Grande réunion du petit monde du cinéma français du début des années 60, Le Diable et les 10 commandements est aussi l'une des trois dernières réalisations du grand Julien Duvivier (Panique, La Fin du jour, Voici le temps des assassins...) tout aussi apte à scruter avec cynisme ses contemporains qu'à leurs offrir quelques comédies plus légères. Un petit pas d'entre-deux qui résume bien ce film à sketch proposé, pour la première fois en France, dans son intégralité.

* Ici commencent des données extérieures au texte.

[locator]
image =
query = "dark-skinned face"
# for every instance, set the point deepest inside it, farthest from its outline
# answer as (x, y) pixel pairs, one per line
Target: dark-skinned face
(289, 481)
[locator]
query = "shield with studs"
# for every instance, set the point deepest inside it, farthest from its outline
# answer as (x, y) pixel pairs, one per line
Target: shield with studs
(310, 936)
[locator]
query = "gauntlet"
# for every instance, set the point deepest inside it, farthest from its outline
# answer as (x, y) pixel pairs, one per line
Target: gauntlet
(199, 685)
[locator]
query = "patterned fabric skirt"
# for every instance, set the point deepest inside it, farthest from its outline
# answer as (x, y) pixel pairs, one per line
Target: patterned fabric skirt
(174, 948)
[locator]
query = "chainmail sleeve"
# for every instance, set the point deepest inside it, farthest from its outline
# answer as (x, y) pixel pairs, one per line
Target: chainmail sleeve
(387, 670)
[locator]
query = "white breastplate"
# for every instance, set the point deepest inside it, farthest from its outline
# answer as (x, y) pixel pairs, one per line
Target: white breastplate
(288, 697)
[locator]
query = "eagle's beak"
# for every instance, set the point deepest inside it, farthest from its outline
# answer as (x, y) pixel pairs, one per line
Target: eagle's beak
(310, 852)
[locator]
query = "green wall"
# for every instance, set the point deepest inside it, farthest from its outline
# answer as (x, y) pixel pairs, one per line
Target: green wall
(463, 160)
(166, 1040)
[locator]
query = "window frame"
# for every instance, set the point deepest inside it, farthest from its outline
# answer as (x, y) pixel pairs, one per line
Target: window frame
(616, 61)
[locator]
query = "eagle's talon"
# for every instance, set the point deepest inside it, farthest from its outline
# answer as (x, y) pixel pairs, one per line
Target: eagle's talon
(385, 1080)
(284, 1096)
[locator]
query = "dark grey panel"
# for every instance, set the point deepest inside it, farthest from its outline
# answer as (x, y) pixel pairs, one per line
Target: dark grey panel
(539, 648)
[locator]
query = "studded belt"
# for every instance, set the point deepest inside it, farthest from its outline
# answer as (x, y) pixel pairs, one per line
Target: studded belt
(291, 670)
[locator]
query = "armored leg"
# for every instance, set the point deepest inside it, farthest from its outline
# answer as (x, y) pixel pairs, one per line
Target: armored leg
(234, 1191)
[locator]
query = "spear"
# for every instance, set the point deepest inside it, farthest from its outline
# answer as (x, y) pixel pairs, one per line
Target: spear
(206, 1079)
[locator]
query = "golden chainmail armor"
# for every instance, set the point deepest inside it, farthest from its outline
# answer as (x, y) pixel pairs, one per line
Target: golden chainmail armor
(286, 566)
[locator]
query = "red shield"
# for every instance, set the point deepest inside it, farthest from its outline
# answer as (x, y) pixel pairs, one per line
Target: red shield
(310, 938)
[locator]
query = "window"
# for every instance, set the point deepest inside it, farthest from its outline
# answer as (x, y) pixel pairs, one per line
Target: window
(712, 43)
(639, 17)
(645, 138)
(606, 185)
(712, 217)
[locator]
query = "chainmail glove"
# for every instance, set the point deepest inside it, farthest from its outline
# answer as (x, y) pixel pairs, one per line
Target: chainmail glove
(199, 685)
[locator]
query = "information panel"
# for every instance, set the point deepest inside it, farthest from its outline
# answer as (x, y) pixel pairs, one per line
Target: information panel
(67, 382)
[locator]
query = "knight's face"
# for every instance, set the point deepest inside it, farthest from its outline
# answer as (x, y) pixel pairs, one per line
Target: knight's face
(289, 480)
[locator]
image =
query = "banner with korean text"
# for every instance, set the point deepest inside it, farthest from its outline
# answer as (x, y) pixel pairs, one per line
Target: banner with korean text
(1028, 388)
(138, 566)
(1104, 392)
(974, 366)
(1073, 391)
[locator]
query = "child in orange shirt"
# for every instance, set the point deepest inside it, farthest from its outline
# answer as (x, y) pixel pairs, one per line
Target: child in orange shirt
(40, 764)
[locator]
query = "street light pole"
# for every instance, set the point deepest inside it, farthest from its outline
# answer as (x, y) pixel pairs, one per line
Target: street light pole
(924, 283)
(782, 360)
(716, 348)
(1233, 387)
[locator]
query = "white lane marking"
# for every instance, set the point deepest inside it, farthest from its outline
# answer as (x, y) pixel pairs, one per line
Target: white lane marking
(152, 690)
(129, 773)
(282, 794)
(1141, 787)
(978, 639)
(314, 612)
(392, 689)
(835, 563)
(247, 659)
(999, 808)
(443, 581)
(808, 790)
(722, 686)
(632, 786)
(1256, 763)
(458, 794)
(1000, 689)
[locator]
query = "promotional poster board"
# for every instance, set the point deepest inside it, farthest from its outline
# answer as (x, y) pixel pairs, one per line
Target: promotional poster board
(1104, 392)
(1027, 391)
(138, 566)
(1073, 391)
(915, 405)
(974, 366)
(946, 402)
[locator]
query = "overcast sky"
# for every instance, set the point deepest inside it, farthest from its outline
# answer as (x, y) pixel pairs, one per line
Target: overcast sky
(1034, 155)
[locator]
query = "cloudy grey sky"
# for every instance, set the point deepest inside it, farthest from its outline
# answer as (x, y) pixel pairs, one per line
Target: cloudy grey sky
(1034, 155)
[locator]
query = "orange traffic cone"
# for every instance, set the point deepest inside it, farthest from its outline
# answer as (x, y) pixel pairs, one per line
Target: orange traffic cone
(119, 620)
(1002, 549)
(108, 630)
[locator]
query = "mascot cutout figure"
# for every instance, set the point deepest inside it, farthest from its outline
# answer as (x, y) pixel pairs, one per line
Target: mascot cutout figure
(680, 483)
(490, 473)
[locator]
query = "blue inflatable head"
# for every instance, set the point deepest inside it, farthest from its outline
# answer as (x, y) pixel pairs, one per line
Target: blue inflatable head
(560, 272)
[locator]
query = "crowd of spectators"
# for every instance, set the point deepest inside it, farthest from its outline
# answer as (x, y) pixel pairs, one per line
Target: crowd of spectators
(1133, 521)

Grand artisan d'un cinéma populaire français ayant autant versé dans la joyeuse comédie (il a donné naissance à Don Camillo tout de même), célébré les beaux élans du Front Populaire (La Belle équipe) mais aussi distillé un pessimisme sans fard sur la société humaine, Julien Duvivier a déjà quarante ans de carrière et ses plus belles heures derrières lui lorsqu'il réalise Le Diable et les 10 commandements. Un quatrième film à sketch aux airs de superproduction hexagonale réussissant à rassembler devant la caméra un parterre de stars d'autant plus impressionnant qu'il réussit à mêler adroitement les grandes valeurs immuables (Michel Simon, Fernandel, Micheline Presle, Georges Wilson, Danielle Darrieux...), les stars du box office Lino Ventura et Louis de Funès et les jeunes visages de La Nouvelle Vague (Alain Delon, Jean-Claude Brialy, Charles Aznavour...). Affiche de rêve d'un cinéma français d'autrefois épaulé dans leurs performances par les dialogues brodés de Michel Audiard, Pascal Jardin (La Veuve Couderc), Henri Jeanson (Fanfan La Tulipe) et René Barjavel (Boulevard). Tout est réuni en somme pour faire de l'objet un grand rendez-vous, un divertissement relevé ce qu'il n'arrivera cependant à atteindre que par intermittence. Reliés par un diable de narrateur s'ondulant sous la forme d'un serpent et avec la voix de Claude Rich, les sketchs du métrage sont, comme le veut la coutume, assez inégaux, mais surtout manquent trop de cohésion pour fonctionner comme un ensemble.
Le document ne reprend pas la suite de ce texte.